I’ve been on a soapbox for months now about the harm that our overheated talk is doing to us. Yes it mobilizes supporters – but by mobilizing them with hysterical accusations and pseudo-information, overheated talk has made it impossible for representatives to represent and elected leaders to lead. The real leaders are on TV and radio, and they have very different imperatives from people in government. Talk radio thrives on confrontation and recrimination. When Rush Limbaugh said that he wanted President Obama to fail, he was intelligently explaining his own interests. What he omitted to say – but what is equally true – is that he also wants Republicans to fail. If Republicans succeed – if they govern successfully in office and negotiate attractive compromises out of office – Rush’s listeners get less angry. And if they are less angry, they listen to the radio less, and hear fewer ads for Sleepnumber beds.

So today’s defeat for free-market economics and Republican values is a huge win for the conservative entertainment industry. Their listeners and viewers will now be even more enraged, even more frustrated, even more disappointed in everybody except the responsibility-free talkers on television and radio. For them, it’s mission accomplished. For the cause they purport to represent, it’s Waterloo all right: ours.
(emphasis added)

If the analysis I've seen on the bill is right, it's a bit depressing. The best coverage combination - pay for things yourself by negotiating prices while carrying coverage for catastrophic care - is now illegal in the United States. Although, of course, we could just have achieved that via a sneakier route: the $2000/year fine for having no insurance coverage effectively being the premium for catastrophic coverage. Then, buy the insurance once you've discovered that you need something costly.

It's also interesting that the Stupak Amendment, which I'd thought might well kill the deal, was artfully negotiated around by Obama promising that money from the bill wouldn't be used for abortions.

It's a lot easier to stay calm about the Americans doing harm to their health care system when you're a thirteen hour flight away.

The government health care system here provides quality of service probably only slightly worse than Medicaid in the States (my estimate: better than Medicaid on the small stuff, worse on cancer treatment); high deductible catastrophic care insurance is cheap ($100/month for the three of us); paying privately for regularly scheduled maintenance is relatively cheap and simple.

The real downside in New Zealand is that we benefit greatly by free-riding on American medical innovations.

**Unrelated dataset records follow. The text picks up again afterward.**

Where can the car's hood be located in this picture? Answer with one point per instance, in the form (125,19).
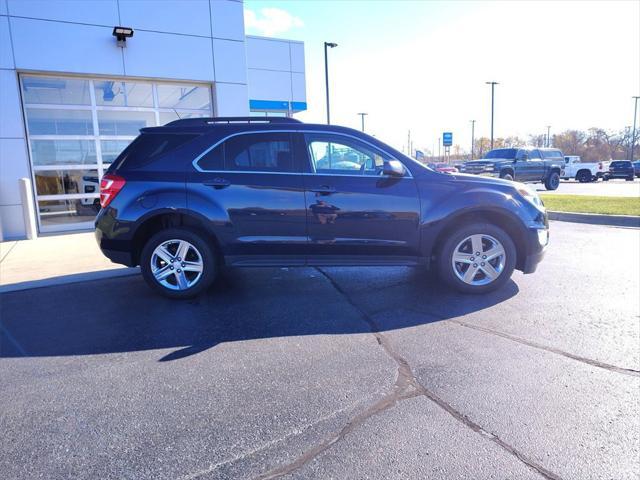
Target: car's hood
(487,161)
(479,179)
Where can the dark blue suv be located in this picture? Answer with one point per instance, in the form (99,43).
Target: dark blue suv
(185,199)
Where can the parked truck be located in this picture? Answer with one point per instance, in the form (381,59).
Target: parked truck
(583,172)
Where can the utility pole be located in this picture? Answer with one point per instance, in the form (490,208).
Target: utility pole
(326,76)
(473,139)
(493,84)
(548,136)
(362,119)
(633,134)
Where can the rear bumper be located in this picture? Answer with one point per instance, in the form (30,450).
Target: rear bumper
(117,251)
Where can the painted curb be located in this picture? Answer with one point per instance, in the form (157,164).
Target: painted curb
(67,279)
(596,219)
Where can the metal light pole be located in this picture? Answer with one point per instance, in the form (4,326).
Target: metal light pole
(493,84)
(473,135)
(633,134)
(548,136)
(326,76)
(362,119)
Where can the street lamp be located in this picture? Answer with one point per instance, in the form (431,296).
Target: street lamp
(493,84)
(326,76)
(473,140)
(633,134)
(362,119)
(548,136)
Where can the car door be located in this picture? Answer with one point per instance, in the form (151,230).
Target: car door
(355,213)
(250,187)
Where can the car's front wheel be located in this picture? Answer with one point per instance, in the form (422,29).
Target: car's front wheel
(477,258)
(178,263)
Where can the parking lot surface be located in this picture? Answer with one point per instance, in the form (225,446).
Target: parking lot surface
(612,188)
(332,373)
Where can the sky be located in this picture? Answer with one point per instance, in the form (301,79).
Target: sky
(422,65)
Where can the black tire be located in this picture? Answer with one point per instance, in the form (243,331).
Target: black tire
(205,250)
(445,255)
(583,176)
(552,181)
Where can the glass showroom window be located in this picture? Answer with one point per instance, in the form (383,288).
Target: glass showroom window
(78,126)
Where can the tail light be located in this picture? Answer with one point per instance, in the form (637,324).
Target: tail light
(110,186)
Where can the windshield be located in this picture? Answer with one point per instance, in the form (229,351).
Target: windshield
(509,153)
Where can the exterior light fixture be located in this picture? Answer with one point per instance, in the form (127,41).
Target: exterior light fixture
(121,34)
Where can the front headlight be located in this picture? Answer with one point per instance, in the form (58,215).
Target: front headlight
(530,195)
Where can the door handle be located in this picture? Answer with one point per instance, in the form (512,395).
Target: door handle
(324,189)
(218,183)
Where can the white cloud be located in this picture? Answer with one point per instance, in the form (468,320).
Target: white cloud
(271,21)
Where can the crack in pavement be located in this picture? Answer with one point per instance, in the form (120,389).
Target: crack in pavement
(406,386)
(588,361)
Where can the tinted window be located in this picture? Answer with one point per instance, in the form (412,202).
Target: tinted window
(509,153)
(552,154)
(264,152)
(149,146)
(342,156)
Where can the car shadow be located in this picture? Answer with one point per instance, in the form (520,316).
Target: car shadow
(123,315)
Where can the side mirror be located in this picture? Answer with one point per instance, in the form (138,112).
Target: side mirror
(393,168)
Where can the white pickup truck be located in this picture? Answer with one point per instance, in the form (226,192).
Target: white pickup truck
(583,172)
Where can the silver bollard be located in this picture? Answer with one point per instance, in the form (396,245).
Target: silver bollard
(28,209)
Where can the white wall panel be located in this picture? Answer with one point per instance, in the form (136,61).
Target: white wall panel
(97,12)
(165,55)
(267,54)
(231,100)
(298,87)
(268,85)
(14,164)
(297,56)
(65,47)
(6,53)
(177,16)
(229,57)
(227,19)
(11,124)
(12,222)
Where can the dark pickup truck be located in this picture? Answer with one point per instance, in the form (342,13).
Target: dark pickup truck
(535,165)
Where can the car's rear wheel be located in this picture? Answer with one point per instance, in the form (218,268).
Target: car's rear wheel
(552,182)
(477,258)
(178,263)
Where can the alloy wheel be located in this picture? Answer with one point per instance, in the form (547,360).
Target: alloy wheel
(176,264)
(479,259)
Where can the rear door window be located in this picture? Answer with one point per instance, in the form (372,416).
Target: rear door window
(147,147)
(254,152)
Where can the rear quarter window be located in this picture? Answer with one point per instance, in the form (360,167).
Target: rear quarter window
(148,147)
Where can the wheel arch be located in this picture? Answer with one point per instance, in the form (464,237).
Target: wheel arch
(161,220)
(498,217)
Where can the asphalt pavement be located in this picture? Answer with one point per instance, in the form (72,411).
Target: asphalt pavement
(611,188)
(332,373)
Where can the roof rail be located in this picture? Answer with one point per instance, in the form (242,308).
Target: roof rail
(228,120)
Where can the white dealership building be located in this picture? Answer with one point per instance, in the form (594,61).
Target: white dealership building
(72,95)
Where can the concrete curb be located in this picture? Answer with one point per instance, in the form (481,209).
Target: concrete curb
(596,219)
(66,279)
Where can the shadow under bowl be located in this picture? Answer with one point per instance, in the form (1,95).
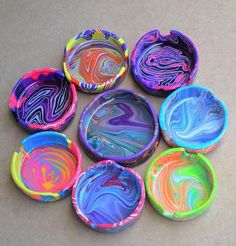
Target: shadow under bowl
(43,100)
(46,166)
(193,118)
(95,60)
(180,185)
(108,197)
(163,63)
(119,125)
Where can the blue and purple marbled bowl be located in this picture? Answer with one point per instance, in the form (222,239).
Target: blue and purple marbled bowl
(193,118)
(119,125)
(108,197)
(162,63)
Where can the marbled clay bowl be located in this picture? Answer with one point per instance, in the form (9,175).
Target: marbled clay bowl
(95,60)
(46,166)
(193,118)
(43,100)
(108,197)
(181,185)
(119,125)
(163,63)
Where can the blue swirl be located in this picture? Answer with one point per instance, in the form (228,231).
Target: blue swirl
(107,193)
(192,116)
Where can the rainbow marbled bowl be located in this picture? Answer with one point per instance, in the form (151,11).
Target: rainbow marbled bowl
(119,125)
(95,60)
(46,166)
(43,100)
(193,118)
(180,185)
(108,197)
(163,63)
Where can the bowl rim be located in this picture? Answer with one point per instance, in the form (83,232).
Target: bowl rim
(125,160)
(178,142)
(57,125)
(144,83)
(99,87)
(15,170)
(133,216)
(178,215)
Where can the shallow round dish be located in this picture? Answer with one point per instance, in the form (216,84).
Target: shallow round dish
(193,118)
(108,197)
(163,63)
(43,100)
(46,166)
(95,60)
(119,125)
(180,185)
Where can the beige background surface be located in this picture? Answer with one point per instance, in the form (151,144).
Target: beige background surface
(33,34)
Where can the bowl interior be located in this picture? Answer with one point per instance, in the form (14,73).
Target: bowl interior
(107,193)
(47,164)
(41,97)
(193,116)
(95,61)
(118,124)
(164,61)
(180,182)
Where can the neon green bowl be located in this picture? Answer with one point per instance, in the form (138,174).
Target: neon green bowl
(180,185)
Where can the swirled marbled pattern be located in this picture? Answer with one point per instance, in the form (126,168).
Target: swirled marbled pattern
(119,124)
(164,62)
(95,63)
(43,99)
(108,196)
(179,183)
(192,117)
(46,166)
(95,60)
(48,169)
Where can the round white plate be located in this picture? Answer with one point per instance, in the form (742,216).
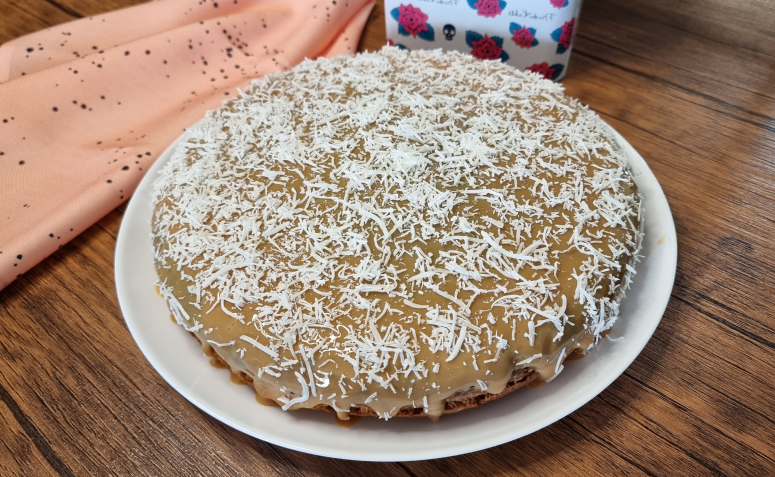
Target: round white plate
(180,361)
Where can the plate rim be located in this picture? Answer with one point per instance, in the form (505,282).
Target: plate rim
(136,205)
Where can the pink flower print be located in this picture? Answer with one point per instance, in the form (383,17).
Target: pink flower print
(567,33)
(486,49)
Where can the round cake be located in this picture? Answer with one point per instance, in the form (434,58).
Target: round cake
(396,233)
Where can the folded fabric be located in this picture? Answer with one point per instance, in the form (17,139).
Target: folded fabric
(86,107)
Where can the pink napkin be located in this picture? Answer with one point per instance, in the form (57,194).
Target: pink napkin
(86,107)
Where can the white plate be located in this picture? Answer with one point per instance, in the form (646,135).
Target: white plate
(179,359)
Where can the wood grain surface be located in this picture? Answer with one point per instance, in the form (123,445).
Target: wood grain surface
(690,84)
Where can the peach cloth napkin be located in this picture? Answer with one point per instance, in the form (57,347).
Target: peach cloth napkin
(86,107)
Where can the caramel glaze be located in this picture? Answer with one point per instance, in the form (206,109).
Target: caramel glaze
(468,368)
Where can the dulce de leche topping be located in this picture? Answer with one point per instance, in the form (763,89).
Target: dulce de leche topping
(390,228)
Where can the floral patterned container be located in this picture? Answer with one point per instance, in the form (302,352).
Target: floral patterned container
(534,35)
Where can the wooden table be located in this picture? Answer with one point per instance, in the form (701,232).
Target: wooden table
(690,84)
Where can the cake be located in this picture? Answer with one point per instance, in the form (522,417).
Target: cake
(396,233)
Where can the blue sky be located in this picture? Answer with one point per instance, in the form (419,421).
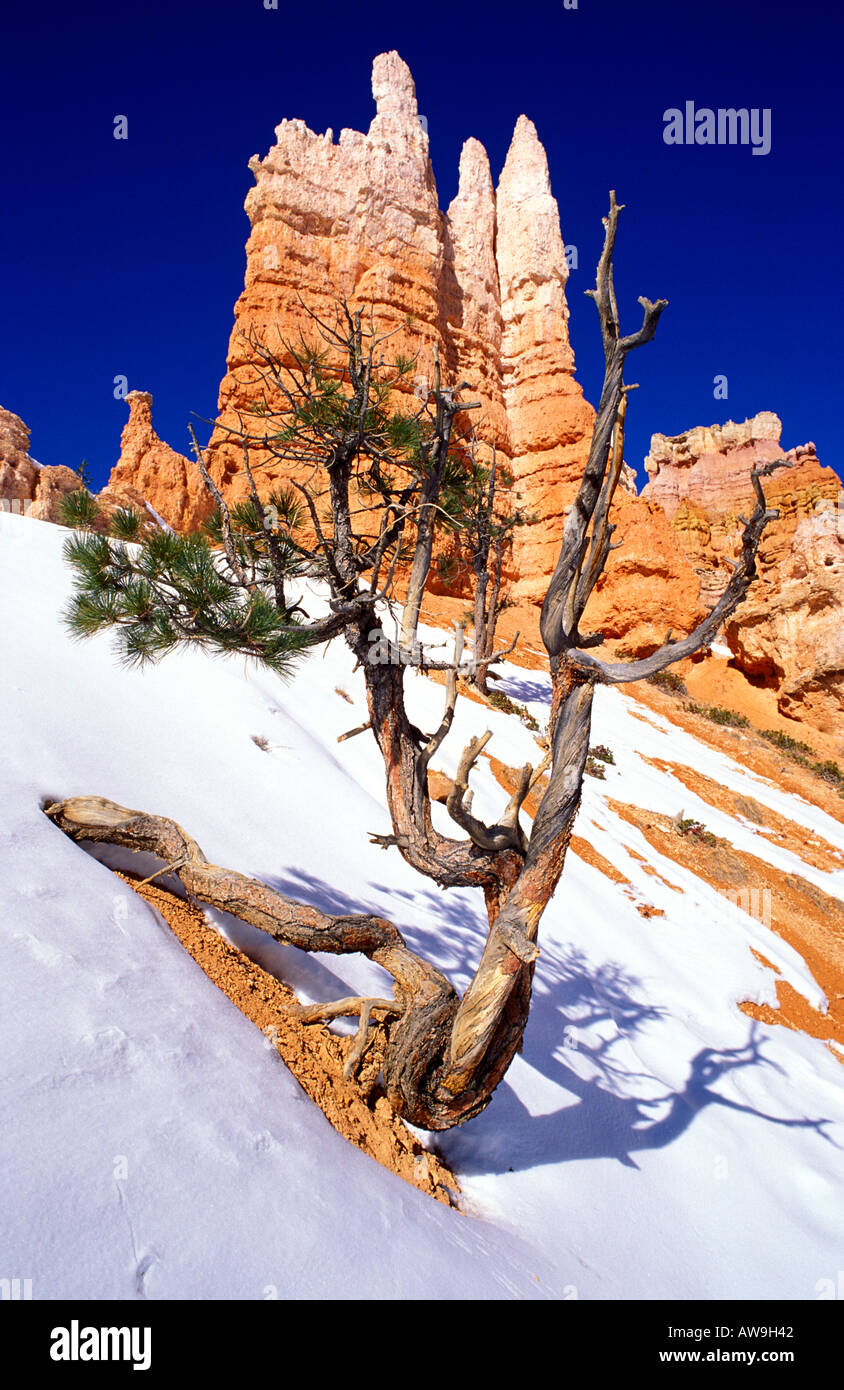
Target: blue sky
(124,257)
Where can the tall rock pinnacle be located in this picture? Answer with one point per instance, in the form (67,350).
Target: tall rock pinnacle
(548,419)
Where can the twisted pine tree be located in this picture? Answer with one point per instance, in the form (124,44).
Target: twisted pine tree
(371,495)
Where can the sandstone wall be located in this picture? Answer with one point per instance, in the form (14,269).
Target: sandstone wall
(789,633)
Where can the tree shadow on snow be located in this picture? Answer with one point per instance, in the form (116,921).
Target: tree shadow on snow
(602,1119)
(581,1034)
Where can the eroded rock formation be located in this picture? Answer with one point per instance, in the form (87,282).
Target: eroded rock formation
(789,633)
(28,487)
(149,469)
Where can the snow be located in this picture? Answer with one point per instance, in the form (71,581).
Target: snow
(650,1143)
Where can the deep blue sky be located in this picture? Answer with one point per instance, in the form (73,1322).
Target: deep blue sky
(127,256)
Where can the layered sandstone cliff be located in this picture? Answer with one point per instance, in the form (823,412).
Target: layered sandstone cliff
(789,633)
(484,282)
(28,487)
(149,469)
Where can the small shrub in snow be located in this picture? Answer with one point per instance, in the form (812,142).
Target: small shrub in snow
(602,754)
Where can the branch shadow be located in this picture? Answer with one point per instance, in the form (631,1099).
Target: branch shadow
(524,690)
(581,1016)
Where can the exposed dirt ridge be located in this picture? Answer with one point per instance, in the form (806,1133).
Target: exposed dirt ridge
(312,1052)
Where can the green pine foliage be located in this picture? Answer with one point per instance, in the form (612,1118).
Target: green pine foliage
(79,510)
(175,590)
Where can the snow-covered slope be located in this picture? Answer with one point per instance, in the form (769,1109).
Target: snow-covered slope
(651,1141)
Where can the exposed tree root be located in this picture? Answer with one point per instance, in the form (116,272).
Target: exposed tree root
(317,1058)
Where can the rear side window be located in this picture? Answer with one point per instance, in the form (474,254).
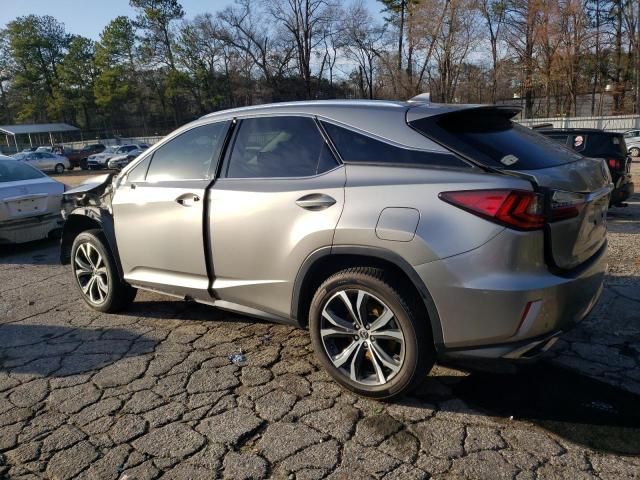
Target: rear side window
(488,136)
(357,148)
(276,147)
(189,155)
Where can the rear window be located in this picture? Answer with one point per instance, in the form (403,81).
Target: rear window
(357,148)
(14,171)
(491,138)
(602,144)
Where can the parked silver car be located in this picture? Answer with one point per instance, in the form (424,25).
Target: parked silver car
(45,161)
(30,202)
(397,232)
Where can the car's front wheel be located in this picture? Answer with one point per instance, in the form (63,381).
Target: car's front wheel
(371,338)
(96,274)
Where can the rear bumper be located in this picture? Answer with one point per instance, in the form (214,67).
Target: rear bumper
(29,229)
(500,300)
(624,189)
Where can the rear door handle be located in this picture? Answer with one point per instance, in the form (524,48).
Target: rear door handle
(188,199)
(315,201)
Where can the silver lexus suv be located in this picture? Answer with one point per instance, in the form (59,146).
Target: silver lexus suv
(398,233)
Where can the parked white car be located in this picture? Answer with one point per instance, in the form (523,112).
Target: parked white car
(30,202)
(44,161)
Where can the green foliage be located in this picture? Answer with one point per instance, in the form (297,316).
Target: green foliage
(36,45)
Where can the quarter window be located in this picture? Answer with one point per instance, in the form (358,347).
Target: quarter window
(271,147)
(139,172)
(355,147)
(188,156)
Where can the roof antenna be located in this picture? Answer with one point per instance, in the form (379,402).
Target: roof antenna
(421,98)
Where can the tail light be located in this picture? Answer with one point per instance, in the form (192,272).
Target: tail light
(615,164)
(517,209)
(566,204)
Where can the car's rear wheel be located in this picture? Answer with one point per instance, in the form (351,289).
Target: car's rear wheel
(96,274)
(372,339)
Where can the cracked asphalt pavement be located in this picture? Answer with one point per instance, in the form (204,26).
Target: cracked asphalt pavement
(151,393)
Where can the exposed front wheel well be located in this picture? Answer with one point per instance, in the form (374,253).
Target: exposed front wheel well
(74,226)
(327,265)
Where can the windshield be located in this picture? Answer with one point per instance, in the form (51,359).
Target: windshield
(12,171)
(488,136)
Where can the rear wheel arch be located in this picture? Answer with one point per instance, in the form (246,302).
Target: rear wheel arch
(326,261)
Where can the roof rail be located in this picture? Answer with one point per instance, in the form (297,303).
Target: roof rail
(421,98)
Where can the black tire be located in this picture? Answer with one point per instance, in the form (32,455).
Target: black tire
(119,294)
(409,316)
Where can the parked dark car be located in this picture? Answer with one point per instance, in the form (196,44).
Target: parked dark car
(78,158)
(595,143)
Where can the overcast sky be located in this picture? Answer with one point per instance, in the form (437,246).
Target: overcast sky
(89,17)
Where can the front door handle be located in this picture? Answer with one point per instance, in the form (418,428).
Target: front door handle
(188,199)
(315,201)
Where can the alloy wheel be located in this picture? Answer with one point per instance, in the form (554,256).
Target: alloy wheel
(91,272)
(361,337)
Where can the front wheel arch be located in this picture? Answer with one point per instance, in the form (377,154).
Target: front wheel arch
(89,218)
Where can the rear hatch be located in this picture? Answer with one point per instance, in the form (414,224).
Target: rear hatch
(576,189)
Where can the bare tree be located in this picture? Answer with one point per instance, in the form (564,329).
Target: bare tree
(362,43)
(522,21)
(305,22)
(493,12)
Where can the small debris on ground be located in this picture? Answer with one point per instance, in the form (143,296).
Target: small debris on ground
(238,358)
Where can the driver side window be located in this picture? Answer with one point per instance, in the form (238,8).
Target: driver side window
(189,155)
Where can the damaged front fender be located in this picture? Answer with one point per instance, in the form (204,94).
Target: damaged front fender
(88,207)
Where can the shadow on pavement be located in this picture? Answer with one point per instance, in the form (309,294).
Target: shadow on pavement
(573,406)
(55,351)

As costs balloon under the new US system and eventual cost-control mechanisms knock innovation back a few pegs, we'll have a harder time doing that.

But Frum's right. It's a shame that the monster-shouters formed the negotiating bottom line rather than the opening position.

2 comments:

  1. Frum's post is shallow.

    The GOP took the right position, albeit for the wrong reasons. Had they "compromised" they would have simply have been willing accomplices in the takeover of what's left of our private health care system. It doesn't matter that this bill resembles one that two Senators Chafee proposed, or the one in Massachusetts that Mitt Romney still deludes himself into believing is "conservative." There is nothing moral about forcing people to purchase health insurance using the tax code as a gun. Where the GOP failed, if at all, is by not being forceful enough. They should have proposed real reductions in Medicare spending, rather than hypocritically decrying government health care while opposing Medicare cuts. They shouldn't have ceded the moral argument that it is somehow necessary to guarantee coverage.

    ReplyDelete
  2. @Mo: if they'd had the numbers to stop it, I'd be with you. But they didn't.

    Guess that makes me more a consequentialist. Faced with the trolley car problem, I'd pull the lever even if it's immoral to kill the one guy.

    Totally agree that they should have proposed a more sensible alternative with real spending controls. But that would have been tough for them. Best Krugman post of the last year asked the GOP to put up or shut up on that question: he was right.